Personal information
- Date of birth: March 20, 1976 (age 50)
- Place of birth: Carol Stream, Illinois, U.S.
- Height: 5 ft 10 in (1.78 m)
- Position: Midfielder

Youth career
- 1995: Penn State Nittany Lions
- 1996–1998: Maryland Terrapins

Senior career*
- Years: Team / Apps / (Gls)
- 1999–2000: Raleigh Express / 55 / (5)
- 2001: Atlanta Silverbacks / 17 / (0)
- 2001: → Miami Fusion (loan) / 1 / (0)

= Randy Merkel =

American soccer player

Randy Merkel is an American retired soccer midfielder who played professionally in the USL A-League and Major League Soccer.

Merkel began his collegiate career in 1995 at the Penn State. He then transferred to the University of Maryland where he played on the men's soccer team from 1996 to 1998.

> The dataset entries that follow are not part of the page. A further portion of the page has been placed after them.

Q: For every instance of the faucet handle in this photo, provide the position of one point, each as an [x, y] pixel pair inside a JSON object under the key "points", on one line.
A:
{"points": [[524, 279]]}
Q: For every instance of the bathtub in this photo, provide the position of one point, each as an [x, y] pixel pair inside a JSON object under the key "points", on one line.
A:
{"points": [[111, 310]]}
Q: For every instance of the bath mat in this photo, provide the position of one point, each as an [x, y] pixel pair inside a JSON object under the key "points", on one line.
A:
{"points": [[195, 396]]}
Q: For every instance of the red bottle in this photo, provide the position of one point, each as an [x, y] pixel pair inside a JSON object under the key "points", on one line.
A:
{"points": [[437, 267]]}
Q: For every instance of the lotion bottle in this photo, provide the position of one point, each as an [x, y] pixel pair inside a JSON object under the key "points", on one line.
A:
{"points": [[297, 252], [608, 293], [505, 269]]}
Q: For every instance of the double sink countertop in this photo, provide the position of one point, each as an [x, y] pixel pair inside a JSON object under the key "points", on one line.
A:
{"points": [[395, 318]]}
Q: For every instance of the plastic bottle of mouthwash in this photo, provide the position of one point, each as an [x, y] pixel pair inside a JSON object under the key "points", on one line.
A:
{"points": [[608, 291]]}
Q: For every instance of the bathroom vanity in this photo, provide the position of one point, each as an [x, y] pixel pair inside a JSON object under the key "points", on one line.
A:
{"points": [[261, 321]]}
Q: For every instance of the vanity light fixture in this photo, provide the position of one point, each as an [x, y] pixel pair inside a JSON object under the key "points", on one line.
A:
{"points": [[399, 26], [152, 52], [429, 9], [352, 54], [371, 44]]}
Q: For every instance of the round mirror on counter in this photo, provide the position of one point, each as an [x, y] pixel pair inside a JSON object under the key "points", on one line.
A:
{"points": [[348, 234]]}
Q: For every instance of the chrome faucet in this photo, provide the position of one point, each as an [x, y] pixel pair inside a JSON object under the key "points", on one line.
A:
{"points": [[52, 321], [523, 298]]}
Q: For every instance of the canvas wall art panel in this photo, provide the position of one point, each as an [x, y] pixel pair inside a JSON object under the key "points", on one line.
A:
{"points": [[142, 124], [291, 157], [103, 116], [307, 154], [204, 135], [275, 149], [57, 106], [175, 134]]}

In February 1997, the Columbus Crew selected Merkel in the third round (thirty-third overall) of the 1999 MLS College Draft. The Crew released Merkel in the pre-season and he signed with the Raleigh Express of the USL A-League. In 2001, Merkel moved to the Atlanta Silverbacks. In June 2001, the Miami Fusion of the Major League Soccer called up Merkel for one game. The Silverbacks released Merkel in February 2002.